1993 entdeckten Per Falk und Thomas Borén von der Washington University, daß H. pylori sich an ein Molekül namens Lewis b (Leb) auf Zellen der Magenauskleidung heften kann. Dieses Molekül schmückt zugleich auch die roten Blutkörperchen von Menschen, deren Blut den Antigenfaktor Leb besitzt.
In Gordons Labor führte Falk das menschliche Leb-Gen in eine Maus ein. Er manipulierte das Gen so, daß es in den Zellen der Magenauskleidung aktiv wurde. Mäuse ohne das menschliche Leb-Gen dienten als Kontrolle. Beide Gruppen von Mäusen wurden H. pylori-Stämmen ausgesetzt, die aus peruanischen Patienten mit akuter Gastritis isoliert worden waren. Das Leb-Antigen tritt bei Peruanern häufig auf, und die meisten peruanischen Stämme von H. pylori Stämme können an das Leb-Protein binden. Guruge, ein Mitarbeiter Gordons, fand heraus, daß beide Mäusegruppen – jene mit und jene ohne Leb – leicht mit H. pylori infiziert wurden und zwar für lange Zeiträume. Die Bakterien setzten sich allerdings nur bei Tieren mit menschlichem Leb-Protein im Magen-Epithel fest. Bei den Kontrollmäusen, denen das Gen und somit auch das Protein fehlte, hielten sie sich ungebunden in der Magenschleimhaut auf.

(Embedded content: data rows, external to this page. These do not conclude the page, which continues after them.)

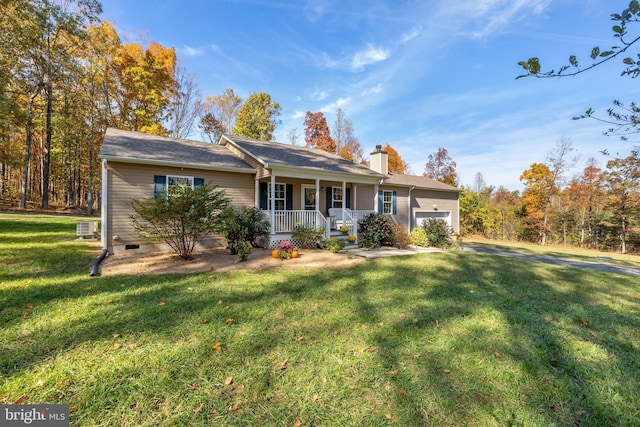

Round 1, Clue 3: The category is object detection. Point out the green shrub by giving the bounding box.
[390,224,411,249]
[129,185,229,259]
[422,218,453,249]
[291,225,324,249]
[409,227,429,248]
[236,241,253,262]
[358,212,392,249]
[327,237,345,253]
[222,206,270,255]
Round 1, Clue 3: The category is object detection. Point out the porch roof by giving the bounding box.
[220,135,386,181]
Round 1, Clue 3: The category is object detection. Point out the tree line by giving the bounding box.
[460,138,640,253]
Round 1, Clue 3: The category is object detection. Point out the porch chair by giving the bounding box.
[329,208,351,230]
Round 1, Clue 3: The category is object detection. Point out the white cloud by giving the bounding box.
[178,45,204,56]
[362,83,382,96]
[320,97,351,113]
[350,44,390,71]
[402,25,422,43]
[311,89,329,101]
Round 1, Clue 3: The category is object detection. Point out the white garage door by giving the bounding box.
[414,212,451,227]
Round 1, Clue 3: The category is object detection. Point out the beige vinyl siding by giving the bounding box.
[106,161,255,252]
[351,185,376,210]
[376,185,459,232]
[224,142,269,178]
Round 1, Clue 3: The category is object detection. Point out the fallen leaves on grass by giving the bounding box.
[278,359,289,371]
[13,395,27,405]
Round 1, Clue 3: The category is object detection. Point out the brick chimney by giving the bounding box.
[370,145,389,175]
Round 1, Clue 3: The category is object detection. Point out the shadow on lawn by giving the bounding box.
[353,253,640,425]
[0,246,640,425]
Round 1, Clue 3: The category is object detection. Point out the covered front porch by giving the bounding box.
[256,174,378,247]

Dieser Standortunterschied beeinflußte die Immunreaktion der Maus. Guruge bemerkte, daß die Tiere Antikörper gegen Kohlenhydrate von H. pylori bildeten, sobald sich das Bakterium an die Magenauskleidung heftete. Es stellte sich heraus, daß diese bakteriellen Kohlenhydrate Molekülen glichen, welche auch von den Belegzellen der Maus produziert werden. Angesichts dieser molekularen Nachahmung attackierte das Immunsystem sowohl die mauseigenen Belegzellen als auch die Bakterien. Die Leb-Mäuse entwickelten eine entzündliche Reaktion, die der chronischen Gastritis glich, wie sie bei Menschen mit symptomatischer H. pylori-Infektion auftritt. Schließlich verschwanden ihre Belegzellen, genau wie bei Menschen mit atrophischer Gastritis, einem Vorstadium von Krebs.

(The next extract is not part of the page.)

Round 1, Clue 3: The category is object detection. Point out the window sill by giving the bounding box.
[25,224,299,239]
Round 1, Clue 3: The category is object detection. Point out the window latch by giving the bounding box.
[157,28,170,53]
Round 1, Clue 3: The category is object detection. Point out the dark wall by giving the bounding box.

In einer anderen Studie zeigte Gordons Gruppe, daß sich undifferenzierte Zellen in der Magenauskleidung abnorm stark vermehrten, wenn Belegzellen verloren gingen. Eine derart ungezügelte Zellteilung kann letztlich das Krebsrisiko erhöhen, meint Gordon. "Obwohl die enge Bindung für eine H. pylori-Infektion nicht unbedingt erforderlich ist, beeinflußt sie jedoch deutlich die Folgen der Infektion", sagt er.

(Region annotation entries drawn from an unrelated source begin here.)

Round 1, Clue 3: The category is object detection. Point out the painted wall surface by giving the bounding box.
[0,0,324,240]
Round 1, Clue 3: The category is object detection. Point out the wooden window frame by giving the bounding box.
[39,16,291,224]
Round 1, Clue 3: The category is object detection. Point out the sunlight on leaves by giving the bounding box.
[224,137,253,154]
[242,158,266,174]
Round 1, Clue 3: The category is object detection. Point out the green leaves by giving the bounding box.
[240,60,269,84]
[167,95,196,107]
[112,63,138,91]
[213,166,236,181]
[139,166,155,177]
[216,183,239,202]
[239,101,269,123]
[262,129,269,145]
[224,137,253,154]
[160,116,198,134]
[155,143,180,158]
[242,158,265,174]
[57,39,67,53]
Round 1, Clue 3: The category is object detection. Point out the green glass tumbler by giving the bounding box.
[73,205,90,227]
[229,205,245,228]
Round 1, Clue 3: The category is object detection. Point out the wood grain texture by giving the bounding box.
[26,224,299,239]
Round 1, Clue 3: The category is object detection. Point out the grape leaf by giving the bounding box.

Dieses genetisch gut beschriebene Modell sollte es Forschern ermöglichen, bakterielle Gene und Wirtsgene zu identifizieren, die auf eine Bindung reagieren. Gordon glaubt, daß der Ansatz seiner Gruppe auch für andere Arten von Bakterien eingesetzt werden könnte, um die Rolle der bakteriellen Bindung bei einer Vielzahl von Krankheiten zu verstehen. "Diese Kombination von transgenen Mäusen und molekularer Mikrobiologie bietet große Möglichkeiten für die Zukunft", meint er.